「超少子化」の韓国、運動部のある学校が10年間で3割近く減った パリ五輪選手団は1976年以降で最小、スポーツ弱体化が憂慮される現場で何が
7月26日開幕のパリ五輪に韓国が派遣する選手団が、1976年のモントリオール大会後で最小規模となった。サッカーなど団体競技で出場権を逃したことが直接の理由で、人数が少なくても好成績となる可能性はあるが、韓国内ではスポーツの弱体化への憂慮が出ている。世界最低水準の「超少子化」で、スポーツをする子どもの絶対数が減り、小・中・高校の運動部は10年間で3割近くなくなった。スポーツをする環境にどんな変化が起きているのか。(共同通信ソウル支局 富樫顕大) 【写真】店先に憧れの人が…「突然のことで信じられなかった」ダルビッシュとSNSで交流の韓国ファン「行動も発言も、全てが好き」
※筆者が音声でも解説しています。「共同通信Podcast」でお聴きください。 ▽球技ほぼ全滅 4月、サッカー男子のパリ五輪アジア最終予選で韓国はインドネシアに敗れ、五輪連続出場が9回で途切れた。サッカーが人気競技であるだけに、韓国メディアは「韓国スポーツの危機」などと深刻さを訴えた。 だが、団体球技はサッカー以外もほぼ全滅だ。パリ五輪に出場権を獲得したのは、ハンドボール女子だけ。全競技を通じての出場者は、最近の200~300人台を大きく下回る140人台となった。日本が今回、海外開催で最多の400人超となるのとは対照的だ。 開幕前から、伝統的に強さを誇るアーチェリー以外に、競泳の黄宣優(21)、金禹旻(22)、バドミントンの安洗塋(22)、卓球の申裕斌(20)などに金メダルの期待がかけられた。それでも、大韓体育会が掲げる金メダルの目標数は、2021年の東京大会の6個より少ない「5個」。2008年北京大会と2012年ロンドン大会で金メダル13個を獲得した後、下り坂が続いている。

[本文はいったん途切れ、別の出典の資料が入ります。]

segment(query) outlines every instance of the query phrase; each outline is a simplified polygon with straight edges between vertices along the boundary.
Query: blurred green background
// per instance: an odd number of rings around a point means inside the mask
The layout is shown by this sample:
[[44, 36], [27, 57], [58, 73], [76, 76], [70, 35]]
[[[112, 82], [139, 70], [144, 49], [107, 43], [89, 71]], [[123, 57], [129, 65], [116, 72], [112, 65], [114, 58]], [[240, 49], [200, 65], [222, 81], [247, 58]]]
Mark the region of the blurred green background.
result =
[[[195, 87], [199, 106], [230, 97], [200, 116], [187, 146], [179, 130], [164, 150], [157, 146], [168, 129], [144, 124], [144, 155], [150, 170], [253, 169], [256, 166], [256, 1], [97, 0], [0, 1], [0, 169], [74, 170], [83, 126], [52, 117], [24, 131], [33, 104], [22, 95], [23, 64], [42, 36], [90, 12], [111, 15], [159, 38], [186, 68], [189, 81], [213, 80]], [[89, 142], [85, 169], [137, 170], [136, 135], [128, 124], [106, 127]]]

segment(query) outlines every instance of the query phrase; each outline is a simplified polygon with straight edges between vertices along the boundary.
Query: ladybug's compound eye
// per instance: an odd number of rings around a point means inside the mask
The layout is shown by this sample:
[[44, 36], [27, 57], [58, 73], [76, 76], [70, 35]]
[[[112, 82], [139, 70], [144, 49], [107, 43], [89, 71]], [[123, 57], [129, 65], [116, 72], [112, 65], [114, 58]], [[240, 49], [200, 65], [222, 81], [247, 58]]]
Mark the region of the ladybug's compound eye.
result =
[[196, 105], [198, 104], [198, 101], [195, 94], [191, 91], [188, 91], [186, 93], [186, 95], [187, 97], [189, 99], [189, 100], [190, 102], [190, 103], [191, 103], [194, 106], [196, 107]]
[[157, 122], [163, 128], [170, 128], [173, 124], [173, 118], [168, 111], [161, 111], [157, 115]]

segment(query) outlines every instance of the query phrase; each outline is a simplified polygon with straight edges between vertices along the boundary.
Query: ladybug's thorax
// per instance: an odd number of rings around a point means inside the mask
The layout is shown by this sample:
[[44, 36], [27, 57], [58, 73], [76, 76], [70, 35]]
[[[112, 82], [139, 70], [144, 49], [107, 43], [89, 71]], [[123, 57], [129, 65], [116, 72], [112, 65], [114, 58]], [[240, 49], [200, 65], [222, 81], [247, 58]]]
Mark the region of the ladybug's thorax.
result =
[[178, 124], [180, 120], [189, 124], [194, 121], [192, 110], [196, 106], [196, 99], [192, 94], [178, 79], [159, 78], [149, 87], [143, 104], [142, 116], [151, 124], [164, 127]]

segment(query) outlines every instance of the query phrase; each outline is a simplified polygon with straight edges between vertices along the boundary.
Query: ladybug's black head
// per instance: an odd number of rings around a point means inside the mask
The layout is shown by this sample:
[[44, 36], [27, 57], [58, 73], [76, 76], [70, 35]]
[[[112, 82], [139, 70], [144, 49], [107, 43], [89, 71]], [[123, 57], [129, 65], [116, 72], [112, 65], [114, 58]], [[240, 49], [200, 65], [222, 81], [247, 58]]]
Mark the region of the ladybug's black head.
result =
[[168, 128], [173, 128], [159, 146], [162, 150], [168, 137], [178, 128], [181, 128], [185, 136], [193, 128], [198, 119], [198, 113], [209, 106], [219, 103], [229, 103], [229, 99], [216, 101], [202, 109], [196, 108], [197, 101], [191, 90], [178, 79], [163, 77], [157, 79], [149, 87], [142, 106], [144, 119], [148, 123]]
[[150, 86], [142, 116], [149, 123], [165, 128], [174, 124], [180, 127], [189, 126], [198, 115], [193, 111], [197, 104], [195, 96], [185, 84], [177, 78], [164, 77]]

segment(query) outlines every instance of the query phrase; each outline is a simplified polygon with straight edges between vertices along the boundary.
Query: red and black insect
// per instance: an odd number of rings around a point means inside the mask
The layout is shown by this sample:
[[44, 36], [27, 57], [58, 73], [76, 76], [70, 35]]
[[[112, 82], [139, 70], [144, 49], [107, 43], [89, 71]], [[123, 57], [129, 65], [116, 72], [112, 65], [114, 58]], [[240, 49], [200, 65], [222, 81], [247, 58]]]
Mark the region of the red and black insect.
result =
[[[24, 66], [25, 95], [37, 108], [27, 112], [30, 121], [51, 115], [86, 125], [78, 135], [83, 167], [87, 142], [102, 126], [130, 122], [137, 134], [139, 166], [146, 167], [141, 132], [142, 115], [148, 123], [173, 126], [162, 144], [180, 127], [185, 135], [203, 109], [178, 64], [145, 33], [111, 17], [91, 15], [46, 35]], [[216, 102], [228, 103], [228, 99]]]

▽才能より意志 韓国は昨年、女性1人が生涯に産む子どもの数を示す合計特殊出生率が、0・72と過去最低を更新した。日本の1・26(2022年)と比べても著しく低い。 韓国は一部の小・中・高校に、それぞれ少数の運動部があり、エリート選手を養成してきた。しかし、少子化が進む中、運動部を有する学校は、2012年の5281校から2022年の3890校に約26%減った。 ソウル近郊の中学のテコンドー部コーチ、朴昌順さん(47)は「昔は才能がある選手を選抜したが、今はやりたいという意志が重要だ」と語る。約15年、中学生を指導しているが「客観的に評価するならば、以前の子どもたちの方が運動能力があった」と打ち明けた。 朴さんは「時代が変わり、子どもがけがをしないよう親が願い、格闘技をする子が減った」とも指摘する。韓国がかつて強かった柔道やテコンドー、レスリングは2021年の東京五輪で金メダルが一つもなかった。パリ大会では、柔道女子に在日コリアンの金知秀(23)=兵庫県姫路市出身=と許海実(21)=東京都江戸川区出身=が出場する。金メダルを取れば韓国の柔道女子としては28年ぶりとなる。